The Utah course teaches how to safely load, unload, store and carry a firearm, and explains Utah and federal laws on use of force by private citizens. Participants learn basic gun safety, such as treating all firearms as if they are loaded, and they learn about the parts of a gun, different types of ammunition and various shooting positions.
Utah applicants do not have to take a test while applicants to the Texas program do.
Brian Malte, director of state legislation for the Brady Campaign to Prevent Gun Violence, said he worries that some people are getting Utah permits because they want to skirt background-check provisions in their home states.
“What are they hiding?” Malte asked.
Aware of the loophole, Utah is moving to tighten requirements. A bill recently approved by the Utah House and Senate would require out-of-staters seeking a Utah permit to first get one from their home state if their state recognizes the Utah permit. The proposal followed decisions by Nevada and New Mexico to stop recognizing Utah permits.
“We didn’t want to have a cottage industry of issuing concealed weapons permits for the whole United States,” said Utah state Sen. John Valentine, author of the measure.
The Utah bill is headed for Utah Gov. Gary Herbert’s desk for signature.

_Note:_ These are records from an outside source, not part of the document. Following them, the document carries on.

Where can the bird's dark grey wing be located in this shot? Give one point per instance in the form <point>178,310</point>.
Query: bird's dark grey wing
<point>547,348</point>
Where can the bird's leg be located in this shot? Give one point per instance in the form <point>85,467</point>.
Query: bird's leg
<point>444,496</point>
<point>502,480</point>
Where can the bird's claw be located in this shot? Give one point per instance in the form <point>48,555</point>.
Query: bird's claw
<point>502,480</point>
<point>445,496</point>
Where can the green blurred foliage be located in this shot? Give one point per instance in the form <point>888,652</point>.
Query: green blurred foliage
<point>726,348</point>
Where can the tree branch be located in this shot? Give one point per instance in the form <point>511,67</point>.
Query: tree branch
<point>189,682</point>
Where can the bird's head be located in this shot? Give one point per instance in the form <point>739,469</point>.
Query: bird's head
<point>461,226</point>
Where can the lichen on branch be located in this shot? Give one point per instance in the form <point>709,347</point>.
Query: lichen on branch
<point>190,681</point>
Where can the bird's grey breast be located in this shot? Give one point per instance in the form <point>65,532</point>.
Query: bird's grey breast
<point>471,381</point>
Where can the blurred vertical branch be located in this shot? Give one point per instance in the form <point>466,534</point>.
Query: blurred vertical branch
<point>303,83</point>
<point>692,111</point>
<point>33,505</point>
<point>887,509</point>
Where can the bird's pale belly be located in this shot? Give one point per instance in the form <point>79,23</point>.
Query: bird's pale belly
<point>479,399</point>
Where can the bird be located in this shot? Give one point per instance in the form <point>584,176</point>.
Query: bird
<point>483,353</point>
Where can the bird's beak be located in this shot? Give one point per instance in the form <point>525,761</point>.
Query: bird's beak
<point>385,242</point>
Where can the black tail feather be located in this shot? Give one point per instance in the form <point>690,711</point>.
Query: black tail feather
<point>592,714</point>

If he signs the new law, it could put a damper on the applications from Texas, where lobbyists and others are getting licenses because of new security measures at the State Capitol building in Austin. Concealed handgun license holders can bypass the airport-style security checkpoints that went into effect last year.
In Texas, Burnam has proposed a bill that would end recognition of out-of-state permits, except for visitors. Burnam said he is concerned about the loss of revenue to Texas and the fact that Texans are bypassing important safety requirements.
“When my family discovered that my widowed grandmother kept a handgun in a hatbox, we didn’t have a problem with it because she grew up shooting jackrabbits and rattlesnakes in West Texas,” Burnam said.
Now, he said, Texans with out-of-state permits include “suburban housewives who have never held a gun in their life and don’t know how to use it,” he said. “That’s concerning.”
But Texas Land Commissioner Jerry Patterson, a former state senator who wrote Texas’ concealed handgun law and has been known to carry a gun in his boot, said that the most important parts of the license process are checking criminal history and ensuring an understanding of deadly force.
“Proficiency (with a gun) is kind of gravy,” Patterson said.